Happy Birthday, Mr. Coltrane

It has been a great week at the Southern Folklife Collection. We kicked off our series of symposia and concert tributes to American blues masters with an evening of Howlin’ Wolf to great success. We cannot thank our participants–Peter Guralnick, Knox Phillips, Alvin Youngblood Hart, Eddie Shaw and the Wolf Gang, Jody Williams, and Henry Gray–and the Friends of the Library organization at UNC enough.  Our second event in the series, a tribute to Gary Davis, is scheduled for November 17, with a keynote by author and scholar Elijah Wald, and featuring musicians Stefan Grossman, Ernie Hawkins, and Jorma Kaukonen.  More details to come but for now see this facebook event page.
This morning we were looking through negatives of images photographed by Robert Bolton at the Downbeat Jazz Festival at Soldier Field, Chicago, Illinois,15 August 1965 to choose an item for an upcoming exhibit. While doing so, we were reminded that today, September 23, is John Coltrane’s birthday.

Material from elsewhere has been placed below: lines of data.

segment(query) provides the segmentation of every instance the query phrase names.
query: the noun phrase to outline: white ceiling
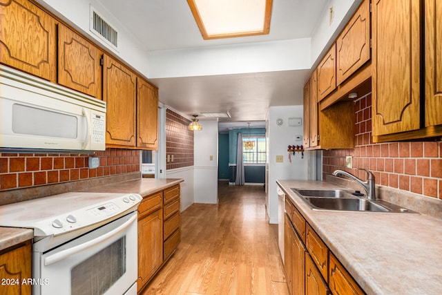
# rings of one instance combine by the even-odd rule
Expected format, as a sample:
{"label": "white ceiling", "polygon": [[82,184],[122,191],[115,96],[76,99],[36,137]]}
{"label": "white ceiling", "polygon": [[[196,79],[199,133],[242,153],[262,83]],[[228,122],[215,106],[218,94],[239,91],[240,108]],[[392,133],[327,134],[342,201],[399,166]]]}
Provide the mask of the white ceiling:
{"label": "white ceiling", "polygon": [[[268,35],[204,40],[186,1],[102,3],[148,51],[309,37],[320,15],[327,9],[324,0],[273,0]],[[247,126],[244,122],[265,120],[269,106],[302,104],[302,85],[309,73],[309,70],[300,70],[150,81],[159,87],[161,102],[184,115],[227,111],[231,119],[220,122],[242,122],[241,126]]]}

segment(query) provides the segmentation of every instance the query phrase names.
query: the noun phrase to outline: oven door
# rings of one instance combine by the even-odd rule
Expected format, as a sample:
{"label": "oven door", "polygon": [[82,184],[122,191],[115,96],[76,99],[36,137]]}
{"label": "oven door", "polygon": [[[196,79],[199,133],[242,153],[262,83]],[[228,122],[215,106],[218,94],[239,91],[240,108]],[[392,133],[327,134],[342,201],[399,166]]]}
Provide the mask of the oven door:
{"label": "oven door", "polygon": [[35,252],[33,294],[136,294],[137,245],[133,212],[46,253]]}

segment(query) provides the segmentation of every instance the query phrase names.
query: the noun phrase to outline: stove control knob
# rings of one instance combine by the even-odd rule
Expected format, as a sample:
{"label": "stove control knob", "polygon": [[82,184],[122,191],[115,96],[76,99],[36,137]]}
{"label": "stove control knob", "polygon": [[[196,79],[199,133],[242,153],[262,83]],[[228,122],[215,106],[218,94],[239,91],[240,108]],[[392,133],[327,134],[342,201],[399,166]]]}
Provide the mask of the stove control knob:
{"label": "stove control knob", "polygon": [[66,220],[68,220],[68,222],[70,222],[70,223],[77,222],[77,218],[75,218],[75,216],[70,214],[69,214],[68,217],[66,217]]}
{"label": "stove control knob", "polygon": [[61,223],[59,219],[56,219],[52,221],[52,227],[57,229],[61,229],[61,227],[63,227],[63,223]]}

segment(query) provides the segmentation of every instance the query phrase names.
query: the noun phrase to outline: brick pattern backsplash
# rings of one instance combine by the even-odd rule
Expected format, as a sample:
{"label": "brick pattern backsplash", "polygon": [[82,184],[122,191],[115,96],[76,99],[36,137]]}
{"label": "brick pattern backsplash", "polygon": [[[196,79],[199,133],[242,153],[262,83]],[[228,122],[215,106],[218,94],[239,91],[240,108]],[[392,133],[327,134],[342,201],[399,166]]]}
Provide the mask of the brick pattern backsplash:
{"label": "brick pattern backsplash", "polygon": [[[90,156],[99,166],[88,168]],[[95,155],[0,153],[0,191],[52,184],[140,171],[140,151],[108,149]]]}
{"label": "brick pattern backsplash", "polygon": [[[323,151],[323,172],[343,169],[363,180],[372,171],[376,184],[442,199],[442,143],[372,142],[371,94],[355,102],[355,149]],[[352,169],[345,167],[345,156],[353,157]]]}
{"label": "brick pattern backsplash", "polygon": [[[193,166],[193,132],[191,121],[174,111],[166,111],[166,169]],[[172,157],[173,162],[172,162]]]}

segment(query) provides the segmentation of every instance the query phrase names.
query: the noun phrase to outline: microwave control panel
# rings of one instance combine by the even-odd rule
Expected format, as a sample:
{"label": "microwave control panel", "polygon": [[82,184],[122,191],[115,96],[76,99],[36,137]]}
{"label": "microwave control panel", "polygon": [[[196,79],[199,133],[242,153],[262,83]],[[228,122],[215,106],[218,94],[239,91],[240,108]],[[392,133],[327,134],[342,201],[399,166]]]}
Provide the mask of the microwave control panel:
{"label": "microwave control panel", "polygon": [[92,114],[92,141],[104,143],[106,140],[106,117],[104,115]]}

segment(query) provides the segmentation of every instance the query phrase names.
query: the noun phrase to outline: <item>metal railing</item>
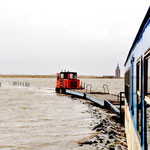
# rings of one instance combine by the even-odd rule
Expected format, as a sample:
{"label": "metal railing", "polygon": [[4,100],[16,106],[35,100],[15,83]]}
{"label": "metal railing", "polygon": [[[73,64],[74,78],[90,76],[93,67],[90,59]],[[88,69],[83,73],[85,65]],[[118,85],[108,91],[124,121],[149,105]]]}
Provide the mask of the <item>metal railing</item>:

Coltrane was born in Hamlet, North Carolina on September 23, 1926, and grew up in High Point, NC, attending William Penn High School (now Penn-Griffin School for the Arts).  A successful effort to purchase and restore his childhood piano was completed in 2006 and the instrument now resides at the High Point Museum.
Besides tuning in for some excellent programming (24 hours of Coltrane) by Columbia University’s WKCR, we wanted to share a few of Bolton’s photographs of Coltrane from that day. These photos document an extraordinary performance–Coltrane invited Archie Shepp on tenor sax to join the quartet of himself, McCoy Tyner, Jimmy Garrison, and Elvin Jones–that marked a distinctive turning point in Coltrane’s career.  Often compared to Bob Dylan’s “plugging in” at the Newport Folk Festival, 1963, Coltrane’s quartet plus Shepp closed the night, free and ferocious and in stark contrast to the more straight forward bebop played throughout the day.
These two images are held as part of the Robert Bolton Collection, 1955-1980 and undated, collection #20408.  The Robert Bolton Collection consists chiefly of photographic materials documenting the social landscape of the eastern United States from the mid 1950s through the early 1980s. Bolton’s photographs examine everything from common street scenes found in and around many southern cities during the 1960s to cultural gatherings, such as the Downbeat Jazz festival in Chicago, Ill. and the Ole Time Fiddler’s & Bluegrass Festival in Union Grove, N.C. In addition, Bolton photographed numerous performers including Bob Dylan, John Coltrane, Louis Armstrong, and many others. Other materials included in the collection are 8mm films depicting Sports Car Club of America auto races from 1960 to 1961 and drawings and paintings created between 1959 and 1967.